Plutôt que de laisser Delaney s’engager sur cette voie inutile, j’ai posé une question que je savais que j’allais regretter. « C’est quoi ce putain de G13 ? »

« C’est la meilleure merde qui soit. C’est la CIA qui l’a développée. C’est de la pure magie. Beaucoup de gens vendent de la merde qu’ils disent être du G13, mais c’était vraiment ça. Ma cousine travaillait dans un laboratoire de l’université du Mississippi, et elle l’a fait passer en contrebande. J’ai mis de nouveaux trucs dans ma caravane, j’ai même mis une meilleure porte. Je voulais la protéger ».

« Qu’elle en obtienne plus. »

« Elle est morte, mec. Ils ont dit que c’était un accident de voiture, mais je ne sais pas. La CIA, tu sais ? »

Delaney a roulé des yeux. « Paranoïaque ? »

Il l’a regardée. « Tu ne comprends pas, cette merde guérit le cancer. C’est vrai, Janice les a entendus le dire, c’est pour ça qu’elle a sorti une graine de là et qu’elle me l’a donnée. Quelques costards sont venus me demander si Janice m’avait envoyé quelque chose, ils ont dit qu’ils avaient une récompense pour ça. Je leur ai dit que je n’avais rien reçu ».

« Pour que vous puissiez sauver l’humanité ? » J’ai gloussé.

« J’allais le cultiver pour en faire des semences, en donner un tas. C’est la chose juste à faire. Les costards dehors veulent juste faire de l’argent. »

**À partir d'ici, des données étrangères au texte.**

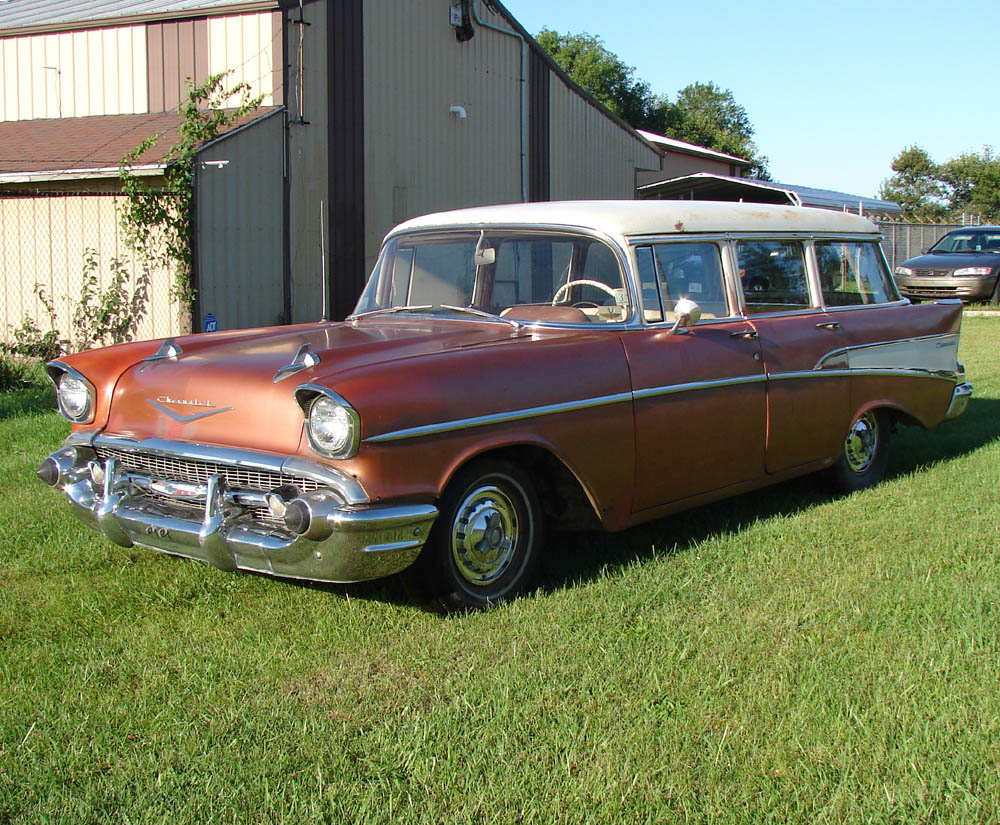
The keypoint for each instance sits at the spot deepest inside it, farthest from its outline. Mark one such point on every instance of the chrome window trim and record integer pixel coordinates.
(349, 488)
(58, 366)
(305, 394)
(572, 231)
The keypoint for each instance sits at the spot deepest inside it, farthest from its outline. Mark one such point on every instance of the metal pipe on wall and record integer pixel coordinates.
(524, 96)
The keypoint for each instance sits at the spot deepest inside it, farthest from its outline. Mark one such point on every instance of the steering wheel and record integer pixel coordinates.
(582, 282)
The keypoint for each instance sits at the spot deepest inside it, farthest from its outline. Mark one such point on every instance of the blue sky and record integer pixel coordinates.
(834, 90)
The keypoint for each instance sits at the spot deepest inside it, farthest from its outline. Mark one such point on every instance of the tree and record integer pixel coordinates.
(602, 73)
(969, 183)
(703, 113)
(973, 184)
(915, 186)
(708, 116)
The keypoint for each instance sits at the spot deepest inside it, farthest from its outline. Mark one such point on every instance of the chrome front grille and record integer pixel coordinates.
(170, 468)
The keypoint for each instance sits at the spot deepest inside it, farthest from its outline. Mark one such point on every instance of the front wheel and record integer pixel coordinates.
(865, 453)
(485, 543)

Nous nous sommes arrêtés sur le parking de Taco Grande et j’ai arrêté le camion. « Je ne peux pas vous aider, sauf si vous voulez creuser des milliers d’hectares sur une de ces décharges. »

Delaney a ouvert sa porte, s’est soudainement arrêtée et m’a regardée passer Mooky. « Et si on avait encore le sac ? »

J’ai haussé les épaules. « Il pourrait l’avoir. Je ne veux rien avoir à faire avec ça. »

Elle a plissé son nez de façon pensive. « Je pense… que nous l’avons peut-être encore. »

« Quoi ? »

« J’ai gardé les deux derniers tacos pour le basset hound de Mme Edwards. »

« Vous détestez Mme Edwards. »

« Ouais… j’ai gardé deux tacos Cheesy Bean. »

J’ai pensé à l’effet d’un taco au fromage sur le système digestif d’un basset vieillissant. « Vous détestez vraiment Mme Edwards. »

Elle a hoché la tête, s’est baissée et a ouvert la boîte à outils du côté droit, en sortant un sac en loques. « Eeewww, les souris ont eu les tacos. »

« C’est pourquoi on ne garde pas de sacs de nourriture dans ces putains de camions, Delaney. »

Elle a déchiré le sac jusqu’à ce qu’elle trouve un emballage en plastique soigneusement plié qui avait été scotché au fond du sac. « Les souris s’y sont mises un peu aussi, mais juste un peu. » Elle a pointé du doigt un coin mâché.

Mooky fixa le sac avec émerveillement. « C’est ça, tu vois l’autocollant de l’Université du Mississippi dessus ? »

J’ai regardé, juste quelques informations standard de laboratoire sur le lot, et « Strain G13 » en lettres de marquage sur le coin de l’étiquette. Il n’y avait pas de logo de l’Université du Mississippi, mais seulement « Hackmann Pharmaceuticals », bien écrit en haut. Delaney l’a étudié et l’a sondé du mieux qu’elle a pu.